Впрочем, как с изумлением отметил Женя, неистово-пронзительный
– Я тебя защищаю, делаю то, на что у тебя не хватает духа, – с улыбкой произнесла Глория. И добавила: – Как всегда.
– Как всегда… – Он подошёл к борту и вцепился в него обеими руками. Продолжая смотреть на удаляющийся Швабург. И спросил минут через пять: – Куда мы плывём?
– Ты говорил, что потребуется отпуск, – напомнила Глория.
– Возьми курс на какой-нибудь тёплый пляж.
– На какой именно?
– На твоё усмотрение. – Кандинский стоял спиной, но Жене показалось, что он всхлипнул. – Ты сильно меня расстроила, сестрёнка. Очень-очень расстроила.
А может, это плеснула вода – громко и грустно.
И его плечи дрожали, потому что… волны.
Если бы дверь оказалась завалена, у Шанти наверняка случилась истерика.
Самая настоящая. На десять баллов по пятибалльной шкале. Девушка чувствовала её приближение и знала, что достаточно лёгкого толчка, чтобы лавина сорвалась, погрузив её, пусть и ненадолго, в безвременье психоурагана. К счастью, лёгкого толчка хватило, чтобы дверь отворилась, истерики не случилось, Шанти осторожно выглянула наружу и осмотрела улицу.
По засыпанной обломками мостовой ходят ошарашенные люди, кто-то плачет, кто-то стонет и зовёт на помощь, кто-то пытается помогать: неумело перевязывает раны или пытается освободить тех, кто оказался под завалом. Летают дроны, однако пользы от них нет: сейчас людям могут помочь только люди. Но главное – не слышно выстрелов и взрывов, потому что видны вертолёты и зелёные дроны, зелёные и нежно-голубые дроны принадлежат военным, в Швабург вошла армия и бунт закончился – сражаться с профессиональными солдатами не станет ни один здравомыслящий уголовник, у военных нелетального оружия нет, они будут стрелять сразу, причём не чтобы напугать, а чтобы убить.
Бунт закончился.
Город замер и начинает осознавать себя картиной Кандинского. Холстом, на который грубыми, грязными мазками нанесли смерть, разрушение и тлен. И смыть эти краски бесследно у города не получится.
Когда Кандинский взорвал второй небоскрёб – тот, в котором размещалось секторальное отделение Департамента социального согласия, Шанти была от него довольно далеко.

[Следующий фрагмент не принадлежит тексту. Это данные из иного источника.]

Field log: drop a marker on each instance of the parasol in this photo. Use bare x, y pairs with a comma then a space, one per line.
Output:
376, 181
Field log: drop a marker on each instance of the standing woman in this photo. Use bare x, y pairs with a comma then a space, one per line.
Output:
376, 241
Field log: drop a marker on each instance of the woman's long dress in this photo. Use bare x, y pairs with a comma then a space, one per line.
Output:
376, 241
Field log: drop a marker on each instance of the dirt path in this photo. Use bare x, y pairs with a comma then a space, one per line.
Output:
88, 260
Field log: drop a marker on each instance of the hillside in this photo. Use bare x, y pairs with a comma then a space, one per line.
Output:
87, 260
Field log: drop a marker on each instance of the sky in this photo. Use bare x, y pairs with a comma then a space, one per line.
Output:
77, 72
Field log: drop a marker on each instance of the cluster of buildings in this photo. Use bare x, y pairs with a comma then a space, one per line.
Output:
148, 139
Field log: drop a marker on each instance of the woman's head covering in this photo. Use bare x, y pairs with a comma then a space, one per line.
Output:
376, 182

Ушла не потому что почувствовала опасность – ей просто стало противно находиться там, где она… Где она провела не одну ночь с любимым мужчиной. Где ей было настолько хорошо, что она чувствовала себя счастливой. Где её грубо использовали… И когда за спиной стал рушиться небоскрёб, Шанти не удивилась. Ей стало очень горько. На губах появилась презрительная усмешка, но Шанти не удивилась: быстро обернулась, чтобы убедиться, что слух не подвёл и дом действительно рушится, и бросилась в оказавшиеся поблизости ворота подземного гаража. Но не остановилась, побежала по нему, опасаясь летящих через ворота обломков – в эти мгновения Шанти чуточку запаниковала – наткнулась на какую-то лестницу, поднялась по ней, прислушалась и когда поняла, что небоскрёб рухнул, а другие, вроде, не собираются – вышла на улицу.